“Sir Patrick Stewart tells millionaire property developer to boldly go away,” reads the headline in Friday edition of The Times of London, which reports that the actor objects to plans by highly respected American car collector and museum owner Peter Mullin to develop the former Royal Air Force’s Enstone Airfield.
According to the newspaper, Mullin has proposed a nearly $80 million project that would include a ”world class classic and collector car museum,” a “corporate hospitality building,” and 28 “holiday lodges.”
The newspaper reports that Stewart owns a home near the site in West Oxfordshire and has written to the district council to object to the proposed development.
A Scottish newspaper noted that, “The airfield is within phaser-striking distance of the country residence which Sir Patrick shares with his third wife, American singer-songwriter Sunny Ozell, 38 years his junior.”
The Times said Stewart objects to the disruption the project would cause and that there is no mention of affordable housing.
Perhaps the next time he’s in Hollywood, the actor should drive a little west to Oxnard and visit Mullin’s museum, where Mullin currently is displaying the world’s best collection of Citroen vehicles and a tribute to the company’s innovative founder.
Or if he doesn’t want to travel quite so far, there’s always the Petersen Automotive Museum right there in Los Angeles. Mullin is the museum’s chairman and led the effort to revamp the facility inside and out.
Mullin’s proposal for the British site reportedly notes that Mullin and his family are frequent visitors to the area and “are taken with the beauty, history and warmth of its residents. They look forward to purchasing a home in the housing development proposed and in sharing their magnificent collection with the people of the United Kingdom.”
The proposal also says proceeds from museum admissions would be used to help with the restoration of the Great Tew House, a local landmark.
Mullin’s proposal was presented to the parish council in August 2017, and said he planned to keep there a collection of more than 200 pre-war and European classic cars. The council was told that two other sites had been considered, including one in France.

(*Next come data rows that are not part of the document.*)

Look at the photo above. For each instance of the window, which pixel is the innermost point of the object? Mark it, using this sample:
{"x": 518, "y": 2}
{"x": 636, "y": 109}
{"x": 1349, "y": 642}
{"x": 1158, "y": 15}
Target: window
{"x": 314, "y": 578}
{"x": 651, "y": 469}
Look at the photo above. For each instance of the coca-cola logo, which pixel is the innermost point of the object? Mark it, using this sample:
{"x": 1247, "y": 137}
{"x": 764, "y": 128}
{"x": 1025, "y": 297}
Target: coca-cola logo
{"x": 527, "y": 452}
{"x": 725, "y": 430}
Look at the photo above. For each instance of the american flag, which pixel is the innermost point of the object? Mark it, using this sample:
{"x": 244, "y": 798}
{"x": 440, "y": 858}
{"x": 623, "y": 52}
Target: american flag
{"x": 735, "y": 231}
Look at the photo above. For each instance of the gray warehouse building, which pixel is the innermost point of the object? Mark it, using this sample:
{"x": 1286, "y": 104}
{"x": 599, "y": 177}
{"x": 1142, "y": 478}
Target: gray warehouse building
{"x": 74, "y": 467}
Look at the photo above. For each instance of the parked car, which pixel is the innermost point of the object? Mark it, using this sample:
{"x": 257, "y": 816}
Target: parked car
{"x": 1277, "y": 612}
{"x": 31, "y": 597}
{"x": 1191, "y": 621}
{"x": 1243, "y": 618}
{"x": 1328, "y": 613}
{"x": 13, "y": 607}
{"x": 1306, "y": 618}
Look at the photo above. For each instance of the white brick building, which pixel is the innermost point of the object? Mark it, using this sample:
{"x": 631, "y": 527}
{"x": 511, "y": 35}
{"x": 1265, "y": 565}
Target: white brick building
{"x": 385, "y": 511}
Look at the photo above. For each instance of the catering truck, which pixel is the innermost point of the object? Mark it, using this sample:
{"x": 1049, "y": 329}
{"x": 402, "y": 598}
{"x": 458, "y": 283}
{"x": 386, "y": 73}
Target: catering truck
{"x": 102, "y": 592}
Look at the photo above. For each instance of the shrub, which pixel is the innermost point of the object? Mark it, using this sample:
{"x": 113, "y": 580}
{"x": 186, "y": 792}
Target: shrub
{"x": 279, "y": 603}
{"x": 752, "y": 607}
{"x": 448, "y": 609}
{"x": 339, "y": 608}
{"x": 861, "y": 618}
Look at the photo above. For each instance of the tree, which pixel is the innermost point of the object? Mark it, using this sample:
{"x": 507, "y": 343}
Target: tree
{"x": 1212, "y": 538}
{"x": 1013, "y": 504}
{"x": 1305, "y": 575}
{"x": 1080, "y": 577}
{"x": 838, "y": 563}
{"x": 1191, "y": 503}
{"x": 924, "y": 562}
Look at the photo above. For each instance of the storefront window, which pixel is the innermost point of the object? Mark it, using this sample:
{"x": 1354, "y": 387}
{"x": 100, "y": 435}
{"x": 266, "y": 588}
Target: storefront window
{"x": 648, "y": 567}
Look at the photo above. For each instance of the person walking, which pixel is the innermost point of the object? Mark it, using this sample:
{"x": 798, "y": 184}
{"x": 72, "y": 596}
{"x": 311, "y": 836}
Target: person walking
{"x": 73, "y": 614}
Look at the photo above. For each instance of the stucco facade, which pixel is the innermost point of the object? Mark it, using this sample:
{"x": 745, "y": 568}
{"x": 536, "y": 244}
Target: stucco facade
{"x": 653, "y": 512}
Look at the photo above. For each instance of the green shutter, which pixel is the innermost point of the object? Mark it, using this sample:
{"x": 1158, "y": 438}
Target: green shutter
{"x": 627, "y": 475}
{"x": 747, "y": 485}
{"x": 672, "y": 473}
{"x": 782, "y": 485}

Currently, the Enstone Airfield is open for light aircraft, including motor gliders and microlights. It was established by the RAF in 1942 as a satellite airfield in operation until 1947.
According to rumor, the field was the home to six heavily modified, gloss-black Arvo Lancaster bombers being prepared for the possible delivery of atomic weapons.
The newspaper reports that Mullin’s proposal includes a glass-fronted museum building overlooking a landscaped garden and pond, as well as a “Bentley Pavilion” and holiday lodges.
Mullin could not be reached for his reaction to Stewart’s statement.